Todo lo que el rey olvidó en su discurso (y queríamos oír) Marta Jaenes
Don Quijote no está viejo
Durante siglos, el mundo estaba escrito de una vez y para siempre. Los libros contenían la verdad, murmuraban en sus palabras los misterios de la existencia, las viejas sabidurías y los secretos anunciados que el futuro iba revelando año tras año. Sólo podían descifrar sus enseñanzas los elegidos del saber. Todas las historias se contaban para repetir un acontecimiento original, inmutable, que daba vueltas por los tiempos como el sol en torno a la Tierra.
Pero un día alguien se atrevió a imaginar y a hacerse dueño de su propia historia. Más que dar testimonio de la verdad aparente, quiso contar lo que le pasaba a un personaje inventado. Porque se podían narrar historias que no se heredarán de una sabiduría sagrada, y porque el planeta era movedizo y daba vueltas, y porque los seres humanos respondían con sus dudas y sus imaginaciones al azar de las propias experiencias. Alguien se decidió a contar una historia que no era la suya y escribió la vida de Lazarillo de Tormes. Como la ficción no había existido hasta entonces, el autor compuso una novela sin publicarla como novela, ni siquiera la firmó, parecía un documento más, una carta en la que alguien se confesaba. En la cultura española nacía así la ficción moderna, el arte de componer la realidad desde la voluntad humana, igual que se compone un Estado o el destino de una sociedad.
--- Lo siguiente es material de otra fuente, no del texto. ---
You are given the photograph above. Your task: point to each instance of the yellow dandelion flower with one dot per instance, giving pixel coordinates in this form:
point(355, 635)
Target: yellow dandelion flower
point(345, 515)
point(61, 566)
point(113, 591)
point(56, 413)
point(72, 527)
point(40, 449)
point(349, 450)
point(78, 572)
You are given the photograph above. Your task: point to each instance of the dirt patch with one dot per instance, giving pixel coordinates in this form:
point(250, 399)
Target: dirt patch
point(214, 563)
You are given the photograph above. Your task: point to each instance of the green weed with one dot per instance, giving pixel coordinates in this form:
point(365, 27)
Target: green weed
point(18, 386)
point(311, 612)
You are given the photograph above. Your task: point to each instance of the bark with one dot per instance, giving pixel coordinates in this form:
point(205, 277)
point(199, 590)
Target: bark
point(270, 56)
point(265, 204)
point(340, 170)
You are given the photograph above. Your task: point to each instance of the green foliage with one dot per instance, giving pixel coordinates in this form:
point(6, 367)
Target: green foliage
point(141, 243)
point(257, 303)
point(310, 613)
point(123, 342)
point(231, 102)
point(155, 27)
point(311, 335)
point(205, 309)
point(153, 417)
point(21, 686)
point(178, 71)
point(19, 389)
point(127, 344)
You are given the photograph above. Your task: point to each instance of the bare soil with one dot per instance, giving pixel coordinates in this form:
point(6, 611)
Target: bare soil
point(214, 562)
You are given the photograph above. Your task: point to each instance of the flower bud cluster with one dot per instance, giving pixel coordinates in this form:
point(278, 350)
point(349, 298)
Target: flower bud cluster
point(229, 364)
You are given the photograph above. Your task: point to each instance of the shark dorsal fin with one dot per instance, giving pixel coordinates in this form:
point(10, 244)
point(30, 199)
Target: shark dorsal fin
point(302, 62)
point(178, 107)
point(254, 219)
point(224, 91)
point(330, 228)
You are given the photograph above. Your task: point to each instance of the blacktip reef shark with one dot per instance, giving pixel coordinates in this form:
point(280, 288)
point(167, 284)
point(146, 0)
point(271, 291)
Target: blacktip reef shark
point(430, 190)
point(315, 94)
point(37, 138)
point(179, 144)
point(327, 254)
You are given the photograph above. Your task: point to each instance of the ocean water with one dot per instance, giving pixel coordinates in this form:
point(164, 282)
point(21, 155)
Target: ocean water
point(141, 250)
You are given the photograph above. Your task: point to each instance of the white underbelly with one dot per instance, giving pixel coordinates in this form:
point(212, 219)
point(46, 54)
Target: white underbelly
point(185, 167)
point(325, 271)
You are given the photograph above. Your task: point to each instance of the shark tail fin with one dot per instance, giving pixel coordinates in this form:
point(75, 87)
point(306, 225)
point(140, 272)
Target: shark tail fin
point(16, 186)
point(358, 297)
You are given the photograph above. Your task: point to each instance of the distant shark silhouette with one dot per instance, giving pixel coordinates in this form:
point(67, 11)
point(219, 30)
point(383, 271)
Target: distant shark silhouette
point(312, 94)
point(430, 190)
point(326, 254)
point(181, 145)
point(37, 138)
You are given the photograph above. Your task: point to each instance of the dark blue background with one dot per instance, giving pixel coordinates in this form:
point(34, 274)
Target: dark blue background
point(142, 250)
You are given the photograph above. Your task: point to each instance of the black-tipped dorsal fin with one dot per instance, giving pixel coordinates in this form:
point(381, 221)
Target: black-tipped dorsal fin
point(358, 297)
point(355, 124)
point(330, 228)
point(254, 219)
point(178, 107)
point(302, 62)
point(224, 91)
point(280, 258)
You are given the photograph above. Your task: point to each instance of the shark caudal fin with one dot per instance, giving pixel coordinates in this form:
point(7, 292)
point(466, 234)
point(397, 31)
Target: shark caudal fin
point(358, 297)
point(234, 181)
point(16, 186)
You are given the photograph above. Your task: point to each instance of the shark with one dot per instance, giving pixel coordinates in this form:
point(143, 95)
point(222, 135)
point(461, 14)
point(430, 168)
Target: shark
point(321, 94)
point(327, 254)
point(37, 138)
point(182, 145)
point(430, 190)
Un acto de libertad y rebeldía.
En este camino abierto encontró Miguel de Cervantes la manera de consolidar la gran experiencia literaria de la novela moderna, una ficción creativa que no tiene nada que ver con el engaño o las supersticiones. Era el modo de contar desde dentro una historia habitada por personajes imaginados que hablaban de nosotros, dispuestos a enseñarnos lo que llevan dentro sus palabras cuando decían amor, muerte, miedo, dignidad o avaricia. Palabras que no se pronuncian ya desde una verdad sobrenatural, sino desde la modesta y transitoria vida humana, nuestra vida. Para cuestionar los valores éticos separados de la experiencia humana, las obediencias del siervo ante leyes superiores a su propia condición, Cervantes inventó en los inicios del siglo XVII a un personaje que vivía empeñado en encarnar los códigos medievales y las novelas de caballería. Vivir en una realidad con los mandamientos de otra. Así empezó a cabalgar nuestro caballero don Quijote por el mundo moderno con un equipaje de palabras y aventuras que lo empujaban a hacer el ridículo, a ir de susto en susto, al confundir los molinos de viento con gigantes y una cuerda de delincuentes con un grupo de cautivos víctimas de la injusticia.
Abren ojos para mirar lo que pasa desapercibido, lo que merece la pena ser descubierto bajo los silencios o los gritos. Si la carcajada cierra los ojos, la ironía enseña a mirar
La verdad es que daban ganas de reírse. Pero la risa y la ficción abren grietas para que las imaginaciones rompan los dogmas de lo que parece ordenado para siempre. Y abren también ojos para mirar lo que pasa desapercibido, lo que merece la pena ser descubierto bajo los silencios o los gritos. Si la carcajada cierra los ojos, la ironía enseña a mirar. Cuando un personaje toma vida, puede de pronto descubrir que el mundo nuevo que se ríe del viejo tiene también sus injusticias, sus desafueros, sus formas de ser indigno y cruel. Y la vieja y ridícula nobleza de ser justo, además de poner al descubierto el sinsentido de vivir en un siglo con unos valores propios del pasado, puso también en evidencia las nuevas formas de maldad, los peligros de la prepotencia y la insolidaridad, y la forma en la que se utiliza la palabra futuro para perpetrar las descomunales fechorías de siempre.
De este modo, ayudado por los vientos de la novela y la creatividad humana, empezó don Quijote a cabalgar la llanura manchega, y luego los ojos de los lectores españoles, y después el mundo, de traducción en traducción, de cultura en cultura, de siglo en siglo, denunciando a los que maltratan, los que quieren humillar las libertades, los que mienten a conciencia, los que usan una religión para despreciar a otras y un saber elitista para hundir en la incultura y el sufrimiento a los barrios y los suburbios de cualquier comunidad. Utilizaban la palabra verdad para mentir y la palabra nación para hundir a su tierra.
Don Quijote ha entrado en los campos de concentración, ha sufrido bombardeos, ha soportado el insulto de las consignas, ha cruzado los mares y los siglos, ha celebrado la paz, porque la literatura consiguió que las buenas ficciones, que nunca son mentira, contasen la verdad y que la razón de la dignidad humana, aunque a veces parezca una locura, se atreva a no darse por perdida. Nunca se da por perdida. ¿Verdad?, Sancho.